Anna had read the booklets, gone through the plan and played out the scenario in her head a thousand times, but nothing had prepared her for the feeling of utter hopelessness that now engulfed her. Her eyes flew to the window, as if out there in the inky blue night sky, up among the stars, might be where the answer lay. She shook her head, hating her inability to wave a magic wand and make everything better. She thought about Samuel and she pictured Theo. ‘I don’t know where he is.’
Things again seemed to slow once they were ensconced in the delivery suite. She felt useless. ‘Can I get you a drink? Anything?’
‘No, I’m okay.’ Shania breathed slowly, she looked exhausted. ‘Anna...’
‘Yes, honey?’ She sat forward so their heads were close together.
‘I kind of knew you’d seen me when I was on the streets. That whole time for me is like a bad dream and I don’t know what was real and what wasn’t, but I kind of knew, I felt you...’
Anna patted her arm. ‘It’s all good now, darling. You don’t have to think about that. Just think about these babies, who are on their way!’
‘Oh shit!’ Shania threw her head back. ‘Oh shit!’
‘Nurse!’ Anna called out, wary of being alone with her if things were speeding up.
And then things went very fast.
Clad in her J-cloth hat and hospital gown, Anna did her best, offering words of encouragement when Shania needed them and smoothing her hair from her sticky forehead. ‘You’re doing great, I am so proud of you!’
Her friend’s responses were guttural, an almost primal reaction to her pain; this was no time for considered replies.
‘Here we go,’ the midwife announced from where she sat on a stool, her hands poised. ‘I can see baby’s head.’
Anna’s hand flew to her stomach. With splayed fingers she laid her palm on her abdomen, quieting the flutter in her redundant womb. ‘This is it, Shania! Here we go, you’re nearly there!’
It’s okay, Anna, keep it together, you’re doing great, you’re supporting your friend, keep going! The empty platitudes sounded hollow in her head.
Shania, clearly shattered now, gripped her hand tightly. Her face crumpled again under the exertion.
And then the most incredible thing happened, something Anna would never forget. A new thing, a miracle, and it was as if she’d been caught unawares, as if this event was as surprising as it was magical. The midwife lifted a baby into the air! A tiny, curled, damp baby with a cap of dark hair flat against its head and a squashed nose. Its arms and legs were coiled against its body as if it was none too keen on being taken from the cosiness of the only home it had ever known. It let out a quiet mewl, calling, Anna thought, to its sibling.
‘A little boy!’ The midwife smiled, her hands reaching down again.
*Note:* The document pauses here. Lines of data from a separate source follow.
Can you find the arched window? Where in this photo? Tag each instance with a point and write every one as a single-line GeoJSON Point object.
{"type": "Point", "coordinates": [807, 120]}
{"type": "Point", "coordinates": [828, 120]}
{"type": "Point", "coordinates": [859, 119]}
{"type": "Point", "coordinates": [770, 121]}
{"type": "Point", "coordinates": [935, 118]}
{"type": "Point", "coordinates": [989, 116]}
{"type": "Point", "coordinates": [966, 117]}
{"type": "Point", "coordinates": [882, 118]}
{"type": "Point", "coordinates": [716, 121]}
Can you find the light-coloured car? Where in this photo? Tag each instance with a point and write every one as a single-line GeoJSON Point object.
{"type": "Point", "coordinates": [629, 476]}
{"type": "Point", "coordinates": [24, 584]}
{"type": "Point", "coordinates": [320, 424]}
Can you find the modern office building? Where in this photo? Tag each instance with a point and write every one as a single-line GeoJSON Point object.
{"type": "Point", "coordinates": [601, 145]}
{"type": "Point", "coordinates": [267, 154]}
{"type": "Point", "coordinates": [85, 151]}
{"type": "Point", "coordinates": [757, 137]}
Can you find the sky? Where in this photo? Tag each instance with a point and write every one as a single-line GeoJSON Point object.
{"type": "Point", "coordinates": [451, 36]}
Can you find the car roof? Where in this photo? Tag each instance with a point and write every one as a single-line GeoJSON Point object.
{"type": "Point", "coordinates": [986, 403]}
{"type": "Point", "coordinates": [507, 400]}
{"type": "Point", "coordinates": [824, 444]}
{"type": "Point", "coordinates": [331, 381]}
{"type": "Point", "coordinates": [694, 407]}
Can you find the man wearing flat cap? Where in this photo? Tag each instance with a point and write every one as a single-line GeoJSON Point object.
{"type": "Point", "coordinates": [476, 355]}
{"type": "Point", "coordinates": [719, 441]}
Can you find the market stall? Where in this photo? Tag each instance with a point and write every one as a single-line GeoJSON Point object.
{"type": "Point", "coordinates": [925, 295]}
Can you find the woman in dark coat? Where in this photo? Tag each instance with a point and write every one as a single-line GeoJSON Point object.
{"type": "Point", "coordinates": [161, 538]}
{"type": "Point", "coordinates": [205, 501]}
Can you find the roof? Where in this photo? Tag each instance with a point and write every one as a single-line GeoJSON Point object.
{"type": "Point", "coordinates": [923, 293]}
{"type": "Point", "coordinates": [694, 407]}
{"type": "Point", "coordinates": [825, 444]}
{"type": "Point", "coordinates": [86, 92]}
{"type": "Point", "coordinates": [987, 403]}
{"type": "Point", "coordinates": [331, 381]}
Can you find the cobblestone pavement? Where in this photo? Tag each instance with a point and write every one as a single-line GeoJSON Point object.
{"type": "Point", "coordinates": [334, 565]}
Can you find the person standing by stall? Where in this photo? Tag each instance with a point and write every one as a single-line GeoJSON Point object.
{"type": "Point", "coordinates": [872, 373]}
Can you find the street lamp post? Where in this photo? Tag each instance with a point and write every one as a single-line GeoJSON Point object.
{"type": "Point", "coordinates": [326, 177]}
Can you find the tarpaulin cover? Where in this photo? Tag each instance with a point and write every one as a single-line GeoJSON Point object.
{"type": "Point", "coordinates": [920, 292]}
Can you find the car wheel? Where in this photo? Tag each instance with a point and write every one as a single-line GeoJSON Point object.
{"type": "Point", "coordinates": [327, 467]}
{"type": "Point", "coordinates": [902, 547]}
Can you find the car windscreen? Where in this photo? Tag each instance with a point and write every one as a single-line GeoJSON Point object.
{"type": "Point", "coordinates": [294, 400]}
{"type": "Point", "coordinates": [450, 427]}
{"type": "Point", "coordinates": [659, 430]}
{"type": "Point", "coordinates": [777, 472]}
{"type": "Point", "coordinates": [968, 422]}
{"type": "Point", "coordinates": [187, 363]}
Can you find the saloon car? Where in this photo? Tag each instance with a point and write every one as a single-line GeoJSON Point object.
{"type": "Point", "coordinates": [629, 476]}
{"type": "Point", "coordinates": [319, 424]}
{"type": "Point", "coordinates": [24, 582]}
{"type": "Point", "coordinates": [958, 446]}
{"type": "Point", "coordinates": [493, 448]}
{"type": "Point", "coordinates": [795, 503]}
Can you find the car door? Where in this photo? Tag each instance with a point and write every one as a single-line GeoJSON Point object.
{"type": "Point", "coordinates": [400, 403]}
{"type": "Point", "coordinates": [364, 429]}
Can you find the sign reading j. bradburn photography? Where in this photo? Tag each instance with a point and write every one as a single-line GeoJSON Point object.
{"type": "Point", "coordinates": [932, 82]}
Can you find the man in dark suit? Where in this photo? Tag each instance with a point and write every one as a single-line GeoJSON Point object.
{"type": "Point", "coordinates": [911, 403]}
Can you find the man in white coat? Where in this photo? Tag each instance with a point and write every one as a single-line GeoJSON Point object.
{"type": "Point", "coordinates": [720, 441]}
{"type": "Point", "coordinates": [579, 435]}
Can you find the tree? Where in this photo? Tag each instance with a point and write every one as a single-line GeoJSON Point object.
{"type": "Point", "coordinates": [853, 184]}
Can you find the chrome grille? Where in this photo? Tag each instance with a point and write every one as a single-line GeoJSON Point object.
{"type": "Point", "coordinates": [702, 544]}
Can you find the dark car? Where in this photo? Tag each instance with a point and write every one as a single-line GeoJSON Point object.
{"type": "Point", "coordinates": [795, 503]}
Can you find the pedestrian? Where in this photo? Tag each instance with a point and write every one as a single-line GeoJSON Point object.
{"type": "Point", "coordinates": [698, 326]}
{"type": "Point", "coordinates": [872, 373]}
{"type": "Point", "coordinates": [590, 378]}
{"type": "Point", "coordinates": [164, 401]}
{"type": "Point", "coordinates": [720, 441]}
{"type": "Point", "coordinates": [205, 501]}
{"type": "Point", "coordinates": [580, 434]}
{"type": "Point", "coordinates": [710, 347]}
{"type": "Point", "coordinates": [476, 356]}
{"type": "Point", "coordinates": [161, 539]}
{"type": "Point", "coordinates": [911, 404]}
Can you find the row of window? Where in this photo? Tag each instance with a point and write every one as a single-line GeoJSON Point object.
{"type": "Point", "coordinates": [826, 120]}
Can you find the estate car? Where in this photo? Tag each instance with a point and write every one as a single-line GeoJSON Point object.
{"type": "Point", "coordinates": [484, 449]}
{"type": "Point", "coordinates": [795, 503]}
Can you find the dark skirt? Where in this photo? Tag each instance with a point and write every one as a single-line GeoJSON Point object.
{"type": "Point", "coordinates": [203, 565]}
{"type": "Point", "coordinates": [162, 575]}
Shania stared open-mouthed at her friend. She looked done in, caught in some kind of limbo between giving in to the sheer joy at the sight of her first baby but knowing that she had to focus and deliver the second. With baby one whisked away, the next fifteen minutes were both easier and harder. Shania’s energy was all but spent, but the high of having delivered one son was motivation enough.
And then, just like that, a second little boy was lifted into the air.
Neither could speak for the tears that clogged their throats and noses.
The nurse came over with a loosely wrapped bundle in each arm. Shania reached up and took both of her children, looking from one tiny face to the other with an expression of pure wonder. ‘Oh! Oh!’ was all she could manage.
One of the baby boys started to move his mouth, as if seeking food, and Shania lowered her gown and laid him skin to skin, trying to help him latch on. She nodded at the other, sleeping infant. ‘Can you take him, Anna? I can’t quite manage with them both.’